Se escrevesse à minha Mãe
As saudades da comida que lhe alimentam a alma
foi atenuada com um convite para ir a um restaurante chinês. Linda esfomeada
disse um entoado SIM.
Na hora combinada lá estava ela e um novo amigo,
a rumar até à China de Phnom Penh. A nossa Linda quando se deparou com
caracteres, um espaço decorado com coisas da China sentiu-se acolhida e viva.
Estava em território conhecido. Aquela é a
cultura que ela sabe, que ela reconhece.
- Estava tão maravilhada com a familiaridade,
que fiquei a olhar para as fotografias da comida nas paredes durante uns bons
dez minutos. Um tão simples pormenor, que fez toda a diferença. Estava em casa.
Não se sabe de onde, nem para onde vai, mas
sabe-se agora que parte de Linda é chinesa. Ela parece-se e veste-se à
ocidental. É esclarecida e moderna, ao bom estilo europeu. Fala várias línguas,
todas misturadas, mas lá se faz entender. Age como chinesa, e é quando se fala
da China, que ouve falar de casa. Tem já hábitos do sudoeste asiático, come arroz,
anda descalça e até já se bronzeia. O que para Linda é um milagre, visto que a
sua brancura é de assustar o Gasparzinho. Para situar, o bronze é nos braços,
por causa das suas voltas de bicicleta, de braço ao léu, num sol de um país
tropical.
- Ena, sabias que consigo ficar morena? Os meus
braços estão escuros, quando comparo com o resto corpo pareço um bolo mármore –
ligou-me ela a contar.
- Mas não quero, porque eu sou gira é com esta
minha beleza mórbida, à filme de Tim Burton... rematou à grande.

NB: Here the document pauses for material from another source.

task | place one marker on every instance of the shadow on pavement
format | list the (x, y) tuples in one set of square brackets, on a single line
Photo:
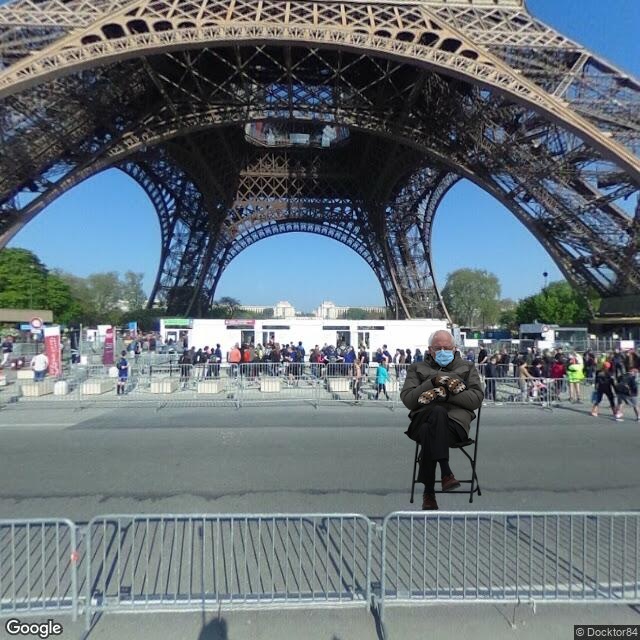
[(214, 630)]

Mas a sensação de casa, de familiaridade e de
acções, vem do Grande Continente. Uma ocidental, que virou asiática de alma e
coração.
O que a faz sentir em casa, são uns bons
dumplins banhados em molho de soja, um porco com ananás, um minchi, chao min ou
chao fan.
Linda pegou no menu e tudo fez sentido. As
fotografias, os nomes, a disposição das mesas e os utensílios usados. O pequeno
prato, a tigela para o arroz, o pequenino copo de chá, a colher chinesa e os
pauzinhos.
A nossa personagem gosta tanto de usar
pauzinhos, que até na hora de cozinhar, já só lhe basta este utensílio.
- Uma profissional, dizem os meus amigos
entendidos – disse rindo.
O seu novo amigo contou-lhe que tem uma
companheira sueca, mas coreana.
- Hum? - pensei.
Ele explicou: ela nasceu na Coreia, mas foi adoptada,
ainda com meses, por um casal de suecos. A jovem cresceu na Suécia e não
conhece outro mundo. Conhece porque viajou, mas o seu país é aquele lá na Escandinávia, e não o da
Ásia.
Nascemos num país... porque os nossos pais são
de lá e aquela passa a ser a nossa terra. Somos dali... mas podemos ser de
acolá. Assim é o ser humano, espécie que se envolvida de um ambiente, inevitavelmente e inconscientemente se começa a metamorfosear, numa espécie de
osmose. O resultado é uma mescla de sentimentos e de acções.
Linda George sentiu-se em casa num restaurante
chinês. Linda George sente saudades da comida da mãe. Linda George sente
curiosidade pelo que existe.
O sentimento é ambíguo, vai connosco a saudade
do que deixamos para trás, segue connosco a excitação do que vamos encontrar –
escreveu, mais ou menos isto, Che Guevara a sua mãe, quando fez uma viagem pela
América Latina.
- Seria assim uma carta que escreveria à minha Mãe.